The man's beady eyes screeched to a halt on Adrian, giving him a quick once-over. He moved coolly from his spot in the doorframe to the pass-through between the bar and the restaurant, keeping just enough distance between himself and Adrian to be out of arm's reach.
“Well, your daddy ain't stupid, is he, sugar britches? I shoulda known he wouldn't leave you be in this place all by your lonesome. But that's okay. See, me and Trigger just came here for a little look-see, now that we're business partners and all.”
“Excuse me?” Teagan's words took on the tone of a different two-word directive, but her movement forward was cut short by the appearance of an absolute mountain of a man in the doorframe.
“Oh shit,” Teagan whispered, echoing the sentiment slingshotting through Adrian's brain. The guy ducked past the threshold, the seams on his black muscle shirt threatening to surrender as he crossed his heavily tattooed arms over his chest.
This time, when Adrian stepped up next to her, she actually let him.
“Now you see how my brother got his nickname.” Asshole Number One grinned, showcasing a mouth full of crooked teeth. “A trigger causes somethin' to happen. In our case, it's usually somebody crappin' their pants.” The grin got bigger and more lascivious, and the guy strolled past her to run a hand down the rounded edge of the bar. “But you don't have to be scared, darlin'. Trigger ain't gonna bite 'cha. Not unless I tell him to.”
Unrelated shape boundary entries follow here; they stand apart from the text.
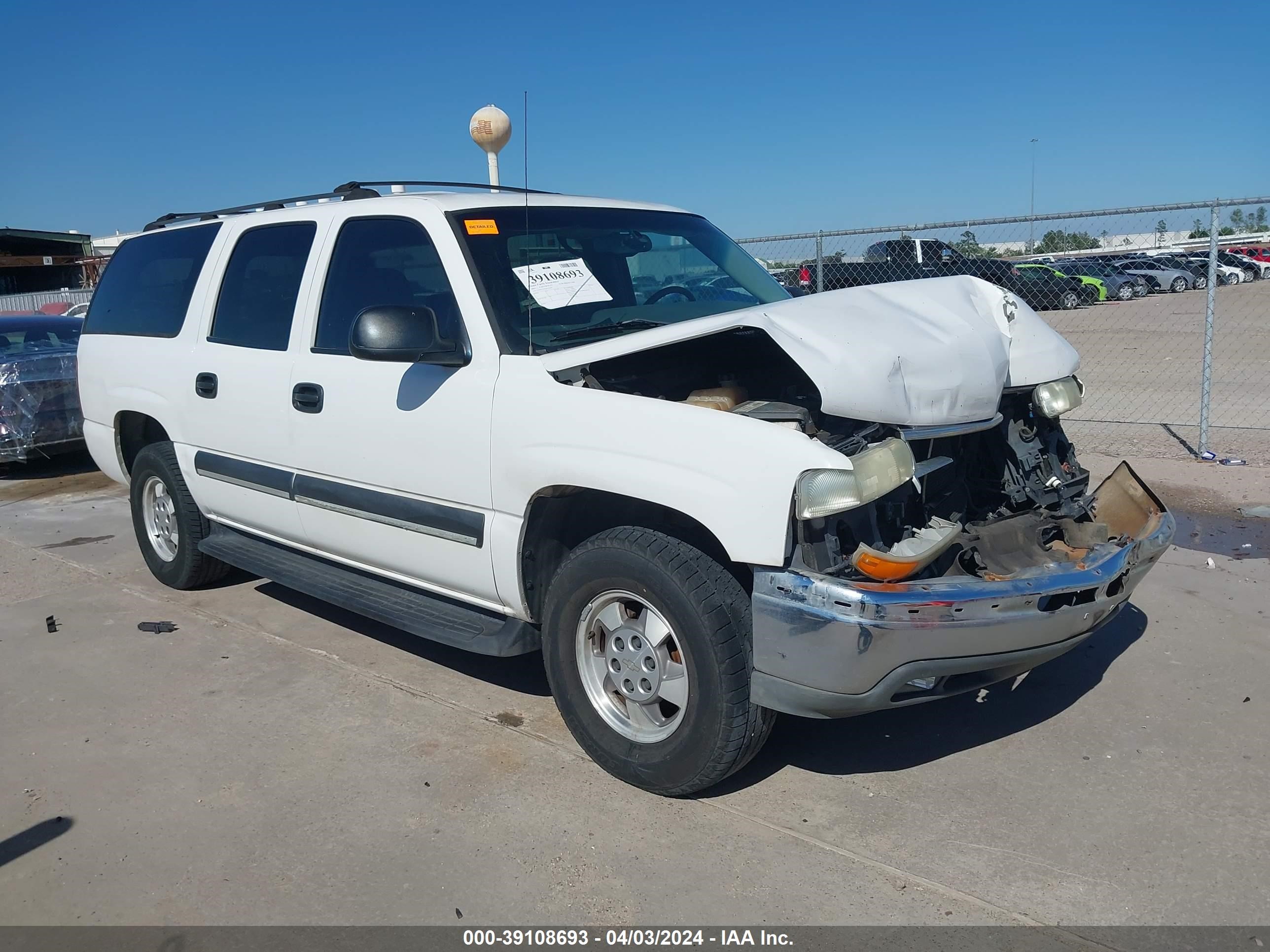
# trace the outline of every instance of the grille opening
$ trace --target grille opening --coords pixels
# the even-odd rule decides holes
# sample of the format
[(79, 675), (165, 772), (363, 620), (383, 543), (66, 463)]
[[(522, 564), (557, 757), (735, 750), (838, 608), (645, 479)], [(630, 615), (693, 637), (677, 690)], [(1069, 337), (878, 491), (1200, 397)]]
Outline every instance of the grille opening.
[(1099, 590), (1080, 589), (1078, 592), (1059, 592), (1054, 595), (1041, 595), (1036, 599), (1036, 607), (1043, 612), (1057, 612), (1068, 605), (1087, 605), (1097, 597)]

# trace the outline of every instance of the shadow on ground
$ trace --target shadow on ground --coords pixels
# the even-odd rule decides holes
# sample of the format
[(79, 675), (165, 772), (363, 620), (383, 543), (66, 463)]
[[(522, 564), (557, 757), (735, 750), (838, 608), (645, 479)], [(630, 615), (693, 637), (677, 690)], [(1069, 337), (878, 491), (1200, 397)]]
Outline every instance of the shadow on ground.
[(471, 651), (464, 651), (462, 649), (422, 638), (418, 635), (410, 635), (400, 628), (382, 625), (356, 612), (345, 611), (329, 602), (305, 595), (273, 581), (262, 583), (257, 586), (257, 592), (292, 608), (298, 608), (301, 612), (318, 616), (331, 625), (356, 631), (358, 635), (364, 635), (391, 647), (408, 651), (415, 658), (443, 665), (469, 678), (489, 682), (490, 684), (497, 684), (508, 691), (517, 691), (522, 694), (532, 694), (535, 697), (550, 697), (551, 694), (546, 673), (542, 670), (542, 655), (537, 651), (516, 658), (476, 655)]
[(55, 816), (51, 820), (41, 820), (34, 826), (28, 826), (22, 833), (15, 833), (8, 839), (0, 840), (0, 866), (11, 863), (20, 856), (25, 856), (33, 849), (39, 849), (50, 840), (57, 839), (66, 833), (75, 821), (69, 816)]
[(27, 462), (0, 463), (0, 480), (51, 480), (94, 472), (97, 463), (86, 449), (57, 456), (32, 456)]
[(1147, 616), (1128, 605), (1093, 637), (1034, 668), (1016, 691), (1012, 682), (977, 692), (841, 721), (782, 716), (754, 760), (704, 797), (749, 787), (786, 765), (845, 776), (904, 770), (989, 744), (1048, 721), (1092, 691), (1102, 673), (1147, 628)]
“What do you want?” Teagan asked, crisp frost on every word in spite of the six-foot-seven pro wrestler knockoff eyeballing her from the doorframe. Adrian stood, firm but quiet at her side, hating every inch of where this conversation was headed.
The mouthy guy turned on one cowboy-booted heel, assessing the dining room as his eyes returned to Teagan's spot. “My apologies. I do believe we got off on the wrong foot. Name's Lonnie Armstrong. Your daddy and I do business together on the side.”
“Bullshit,” Teagan countered, chin up, and Christ, she was going to make getting out of this difficult. “My father does all his business here.”
“Does he now?” Lonnie's eyes glinted, cold and steely, matching the snakelike smile pulling at his thin lips. “Well, that's gonna make two of us, then. See, your daddy came to me 'bout a month ago, lookin' for a little money to tide him over. Bank done turned him down for a loan, and he was real desperate. Awful hard to run a quality establishment like this
and
pay for doctor's bills.”
“You know about my father's medical bills?” Despite her rigid stance, Teagan's voice pitched upward, and Adrian's pulse went for broke in his veins.